Listed Building – Grade II*
- Official name: The town hall, museum and attached walls and railings
- Designated: 28 January 1949
- Reference no.: 1280314

= Penryn Town Hall =

Municipal building in Penryn, Cornwall, England

Penryn Town Hall is a municipal building in Higher Market Street, Penryn, Cornwall, England. The structure, which is used as an events venue and also incorporates a local history museum, is a Grade II* listed building.

==History==
The town hall was built on the site of the Church of St Mary, a pre-reformation house of worship, which dated back at least to the mid-14th century. The long central section of the town hall, which constitutes the original part of the building, was built using rubble masonry recovered from Glasney College, after it was destroyed during the dissolution of the monasteries. Completed in the 17th century, the design involved a symmetrical main frontage with six bays facing Upper Market Square; it was arcaded on the ground floor so that markets could be held, with an assembly hall on the first floor. The building had a turret clock with chimes, made by Thomas Tompion. A barrel vaulted ceiling was introduced into the assembly room when it became the local civic meeting place in the early 18th century. A lock-up was then established in the building in the early 19th century.

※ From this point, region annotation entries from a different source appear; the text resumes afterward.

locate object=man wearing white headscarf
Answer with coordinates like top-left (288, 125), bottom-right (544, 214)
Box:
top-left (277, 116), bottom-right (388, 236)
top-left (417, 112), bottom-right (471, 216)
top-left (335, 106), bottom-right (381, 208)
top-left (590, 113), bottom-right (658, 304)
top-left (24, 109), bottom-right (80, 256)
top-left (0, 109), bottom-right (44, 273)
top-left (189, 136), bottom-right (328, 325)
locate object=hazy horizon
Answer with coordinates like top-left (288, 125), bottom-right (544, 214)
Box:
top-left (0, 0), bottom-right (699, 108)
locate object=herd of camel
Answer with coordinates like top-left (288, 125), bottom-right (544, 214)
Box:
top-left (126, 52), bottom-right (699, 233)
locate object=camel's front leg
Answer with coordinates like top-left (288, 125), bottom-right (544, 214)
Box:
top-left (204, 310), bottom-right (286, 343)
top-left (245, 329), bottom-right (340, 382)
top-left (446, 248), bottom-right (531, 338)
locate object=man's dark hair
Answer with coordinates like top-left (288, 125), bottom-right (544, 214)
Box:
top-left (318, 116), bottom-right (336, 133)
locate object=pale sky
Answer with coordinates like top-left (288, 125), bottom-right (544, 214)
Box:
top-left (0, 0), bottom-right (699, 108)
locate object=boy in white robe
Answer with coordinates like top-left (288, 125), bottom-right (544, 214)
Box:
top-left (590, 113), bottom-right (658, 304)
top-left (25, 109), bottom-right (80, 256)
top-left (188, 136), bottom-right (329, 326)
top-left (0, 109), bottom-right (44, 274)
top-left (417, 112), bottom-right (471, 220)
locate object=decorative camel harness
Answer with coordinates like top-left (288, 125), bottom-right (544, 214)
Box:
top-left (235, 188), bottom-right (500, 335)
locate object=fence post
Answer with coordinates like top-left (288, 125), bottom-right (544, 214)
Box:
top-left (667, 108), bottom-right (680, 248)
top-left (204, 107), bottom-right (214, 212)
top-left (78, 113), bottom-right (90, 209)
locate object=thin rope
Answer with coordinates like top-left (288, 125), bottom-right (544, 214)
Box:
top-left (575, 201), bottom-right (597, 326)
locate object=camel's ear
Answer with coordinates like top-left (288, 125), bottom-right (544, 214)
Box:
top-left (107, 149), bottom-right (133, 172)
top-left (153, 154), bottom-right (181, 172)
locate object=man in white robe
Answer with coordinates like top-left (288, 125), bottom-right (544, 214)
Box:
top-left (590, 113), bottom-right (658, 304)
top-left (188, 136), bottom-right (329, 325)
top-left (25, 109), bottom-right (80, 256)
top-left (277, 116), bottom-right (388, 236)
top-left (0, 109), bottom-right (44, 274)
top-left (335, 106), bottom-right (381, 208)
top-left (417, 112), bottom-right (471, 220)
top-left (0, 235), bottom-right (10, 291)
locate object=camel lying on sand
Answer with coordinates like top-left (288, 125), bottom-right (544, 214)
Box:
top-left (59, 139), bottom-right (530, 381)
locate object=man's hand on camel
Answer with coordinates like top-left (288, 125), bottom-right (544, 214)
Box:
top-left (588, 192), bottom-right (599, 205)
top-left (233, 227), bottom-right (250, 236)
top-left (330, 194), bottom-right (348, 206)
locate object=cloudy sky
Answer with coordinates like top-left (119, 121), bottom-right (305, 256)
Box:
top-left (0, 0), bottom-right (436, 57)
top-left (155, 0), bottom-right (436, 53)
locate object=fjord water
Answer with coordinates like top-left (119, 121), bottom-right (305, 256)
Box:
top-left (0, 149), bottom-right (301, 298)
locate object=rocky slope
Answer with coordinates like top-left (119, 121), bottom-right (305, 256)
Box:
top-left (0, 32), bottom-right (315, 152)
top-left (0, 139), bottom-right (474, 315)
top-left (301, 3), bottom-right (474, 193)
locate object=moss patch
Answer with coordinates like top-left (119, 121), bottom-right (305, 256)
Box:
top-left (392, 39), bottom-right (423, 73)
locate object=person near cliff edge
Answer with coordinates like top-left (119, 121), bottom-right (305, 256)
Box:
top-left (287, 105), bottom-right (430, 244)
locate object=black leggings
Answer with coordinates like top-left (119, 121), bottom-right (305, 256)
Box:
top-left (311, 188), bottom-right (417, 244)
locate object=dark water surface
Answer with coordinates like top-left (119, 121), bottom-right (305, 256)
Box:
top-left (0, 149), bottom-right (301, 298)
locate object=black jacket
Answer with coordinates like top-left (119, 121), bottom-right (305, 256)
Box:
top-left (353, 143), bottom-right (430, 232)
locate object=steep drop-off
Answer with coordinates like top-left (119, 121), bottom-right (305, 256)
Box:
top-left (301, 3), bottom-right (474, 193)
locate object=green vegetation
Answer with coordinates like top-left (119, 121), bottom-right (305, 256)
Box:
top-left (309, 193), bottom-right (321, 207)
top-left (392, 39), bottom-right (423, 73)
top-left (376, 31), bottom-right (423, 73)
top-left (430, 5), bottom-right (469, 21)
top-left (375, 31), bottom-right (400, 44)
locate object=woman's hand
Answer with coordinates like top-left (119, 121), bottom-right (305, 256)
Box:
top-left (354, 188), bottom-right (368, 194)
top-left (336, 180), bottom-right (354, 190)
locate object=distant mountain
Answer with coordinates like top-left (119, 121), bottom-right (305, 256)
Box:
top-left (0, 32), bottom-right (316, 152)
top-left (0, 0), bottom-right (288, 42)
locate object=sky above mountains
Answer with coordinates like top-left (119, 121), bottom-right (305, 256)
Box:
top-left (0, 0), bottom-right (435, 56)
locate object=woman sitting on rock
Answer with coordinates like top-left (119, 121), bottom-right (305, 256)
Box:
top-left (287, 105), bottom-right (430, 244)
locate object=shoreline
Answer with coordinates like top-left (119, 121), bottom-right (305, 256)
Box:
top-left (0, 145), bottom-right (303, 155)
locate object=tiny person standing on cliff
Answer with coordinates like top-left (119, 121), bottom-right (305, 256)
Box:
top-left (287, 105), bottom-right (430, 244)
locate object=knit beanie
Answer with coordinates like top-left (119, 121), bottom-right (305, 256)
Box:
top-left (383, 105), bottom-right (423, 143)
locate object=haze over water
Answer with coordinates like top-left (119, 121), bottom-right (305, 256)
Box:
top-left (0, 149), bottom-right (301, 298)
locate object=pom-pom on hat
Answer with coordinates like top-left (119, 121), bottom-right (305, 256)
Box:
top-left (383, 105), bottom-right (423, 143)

The building was remodelled in the neoclassical style and extended at both ends in 1839. The design for the west end involved a four-stage tower: the first stage featured a porch with Tuscan order columns supporting an entablature and a cornice, the second stage incorporated a blind rectangular window, the third stage, which was pedimented, featured a recessed round headed window, while the fourth stage incorporated louvered openings, and the fifth stage, which was octagonal, featured clock faces (the old clock having been transferred to the new tower). The tower was surmounted by a dome and a weather vane. The design for the east end involved a stuccoed bow front with a Venetian window on the first floor and an entablature and a parapet above.

Following significant population growth, largely associated with the status of Penryn as a market town the area became a municipal borough in 1835. After the arcading had been enclosed with wooden panelling, a museum was established on the ground floor. The museum subsequently acquired various local historical artefacts as well as a fire engine dating from the 1860s.

General election results were typically announced in the town hall and, when the Conservative candidate, Major Sydney Goldman, won the Penryn and Falmouth seat at the January 1910 general election, he was cheered on the steps of the building. The borough council continued to use the town hall as its meeting place for much of the 20th century, although the council officers and their departments were based at offices in Broad Street. The town hall ceased to be the local seat of government after the enlarged Carrick District Council was formed in Truro in 1974. However, it continued to be the meeting place of Penryn Town Council and it also became an approved venue for weddings and civil partnership ceremonies in September 2011.

Works of art in the town hall include a portrait by John Opie of Lieutenant James Rusden of the Royal Navy who died in 1836. There is also a portrait by Edward Arthur Fellowes Prynne of the former mayor, John Bisson, and a portrait by Joseph Sydney Willis Hodges of another former mayor, James Read.